I have recently come across the work of Dave Ackley. I’ve watched all of his posted YouTube videos and have downloaded a couple of his published papers. This paper in particular is what I’m working through right now: “A Movable Architecture for Robust Spatial Computing”, David H. Ackley*, Daniel C. Cannon and Lance R. Williams  If this is any indication, I have a lot of work ahead to catch up to the current state of the art in this field.

One way to characterize this project of mine is to see it as trying to develop the underlying silicon hardware, FPGA or ASIC, that you would need to re-create in hardware what Professor Ackley is trying to do in software. But I can’t speak for him about that. Maybe someday I’ll have a chance to talk to him and find out. 

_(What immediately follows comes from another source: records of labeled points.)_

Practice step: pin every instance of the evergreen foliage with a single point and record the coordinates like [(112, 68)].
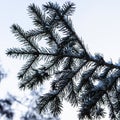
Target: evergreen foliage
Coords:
[(86, 81)]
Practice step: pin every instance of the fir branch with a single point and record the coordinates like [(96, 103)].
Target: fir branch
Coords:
[(20, 34)]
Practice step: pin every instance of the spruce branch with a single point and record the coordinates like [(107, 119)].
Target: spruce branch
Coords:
[(80, 78)]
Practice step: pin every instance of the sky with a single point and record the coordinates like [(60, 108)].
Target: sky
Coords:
[(96, 21)]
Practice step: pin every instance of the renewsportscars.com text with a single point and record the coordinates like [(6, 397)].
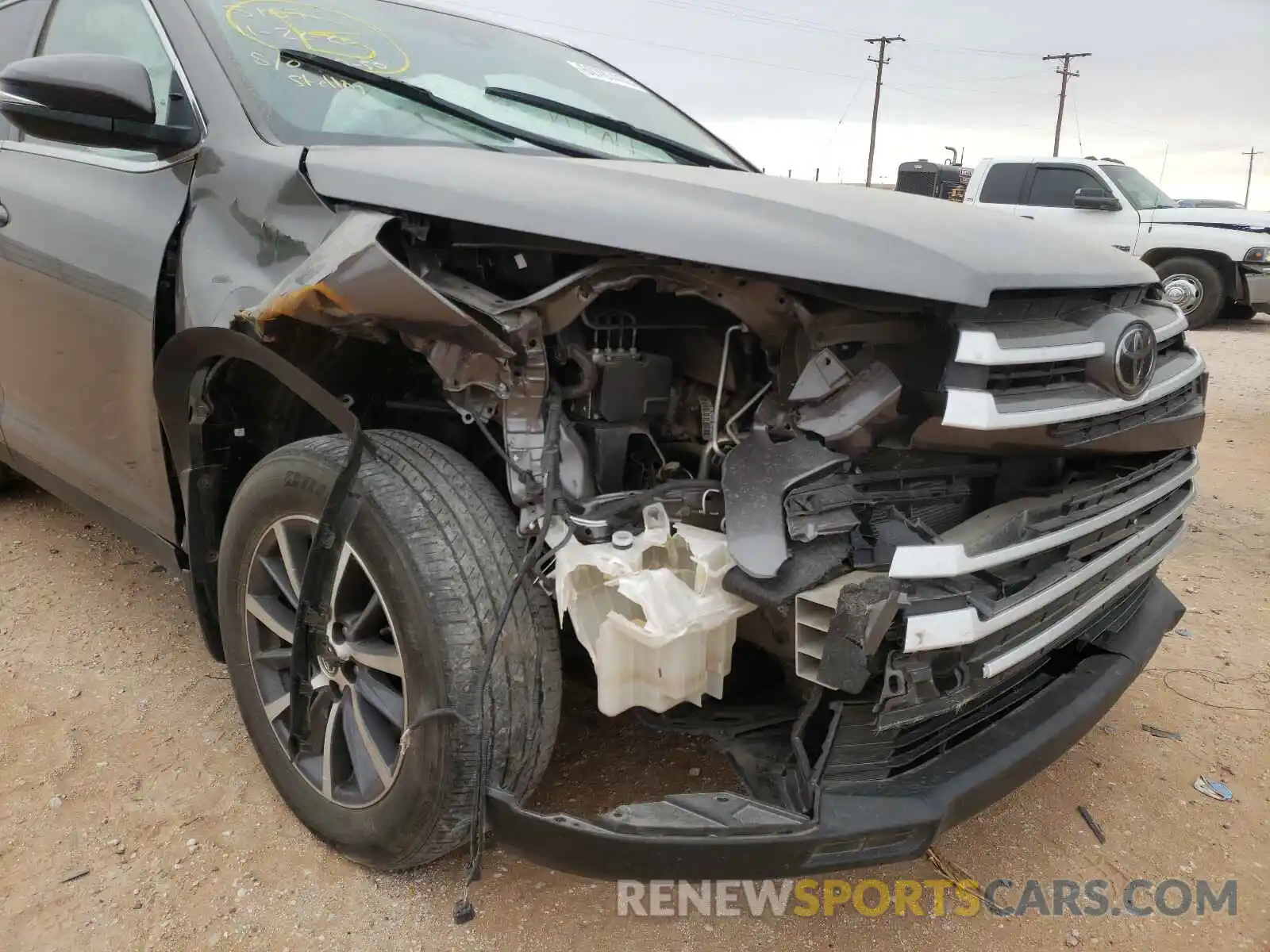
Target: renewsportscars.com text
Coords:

On the more academic side, I’m steadily working my way through Hamilton’s book. I’m struggling a little more with the video lecture series; mostly because I find it very hard to sit still and watch them on the computer screen. It’s clear my brain has gotten pretty rusty over the last 25 years since I left grad school. My goal at this point is, over the next six months, to come up to speed on Turing machines and all the mathematics that goes behind them.